Jackson’s massively expanded version, artfully restoring the footage and curating it with palpable affection, does not shirk from the confrontations, but recalibrates them. This was no bust-up between four ego-driven and uncaring personalities; it was the fumbling attempts of a group of young men to put their youth behind them. The band had served them spectacularly well, but it was time for the party to end. They had more complicated matters to attend to.
That they managed the transition with this amount of grace is a thing of wonder. A reminder of their task as they sat down on the morning of January 2, 1969: to write 14 new songs, and learn to perform them for a headline-grabbing concert, their first for three years. By the end of the month. While all the time being filmed for a vérité-style documentary.
Why would the greatest pop group of all time put themselves through this? You would need a primer on 1960s cultural over-reach to understand, and that is part of the film’s charm. The Beatles never wanted to change the world, but were surrounded by followers who believed that they could — and should. Here, over the course of that cold January, is how they dealt with that tension in their own, very different, ways.

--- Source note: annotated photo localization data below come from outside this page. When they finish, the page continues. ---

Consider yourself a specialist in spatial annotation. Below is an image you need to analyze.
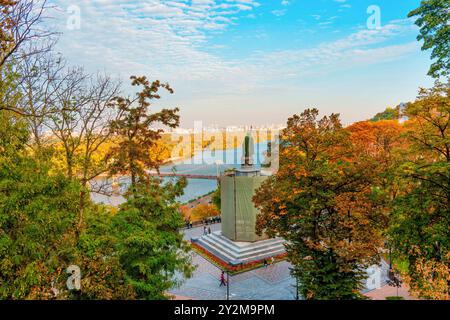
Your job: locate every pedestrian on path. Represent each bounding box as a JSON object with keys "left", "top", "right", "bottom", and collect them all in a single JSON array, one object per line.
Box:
[
  {"left": 219, "top": 271, "right": 227, "bottom": 287},
  {"left": 203, "top": 226, "right": 207, "bottom": 236},
  {"left": 208, "top": 227, "right": 211, "bottom": 235}
]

Paul McCartney is optimistic, dynamic, organising. John Lennon is unserious, and distracted (his new love Yoko Ono is constantly by his side). George Harrison wavers between not-fussed and truculent, while Ringo Starr is mostly pliant, but tired. The first days at Twickenham Studios end with Harrison leaving the group, prompting rigorously self-analytical conversations between the rest of the band.
The most candid of these is captured by a hidden microphone in a café, to which Lennon and McCartney have retreated to have a private discussion. “It’s been a festering wound,” says Lennon of Harrison’s unhappiness. “And yesterday we allowed it to go even deeper, and we didn’t give him any bandages.”
Harrison returns, and the group move to their studio in Savile Row, what we would today call a safe space. The four begin to whip their songs into shape, revelling in their own attention to detail and the freedom to conduct their conversations in musical, rather than verbal, notation. They spontaneously decide that their return to live performance will be held . . . upstairs.
The rooftop concert, shown in real time in the third episode, is both electrifying, and quaint. The group (with the help of keyboardist Billy Preston) are tight, soulful and hugely enjoying themselves. So are the crowd down below. Three cameras have been stationed on the street to do vox-pops. Cockneys in cloth caps, ladies in pinafores and businessmen in bowler hats deliver their pithy verdicts: “Jolly good.” “Cracking.” “A bloody stupid place to have a concert.”
The arrival of the police is an understated affair. A constable observes that there have been 30 complaints against the greatest pop group of all time playing a free concert. “Surely this isn’t necessary, is it?” he asks the receptionist at Apple Corps. The Beatles evidently agreed, and never played together again. But what a gentle, and beautiful, farewell this was.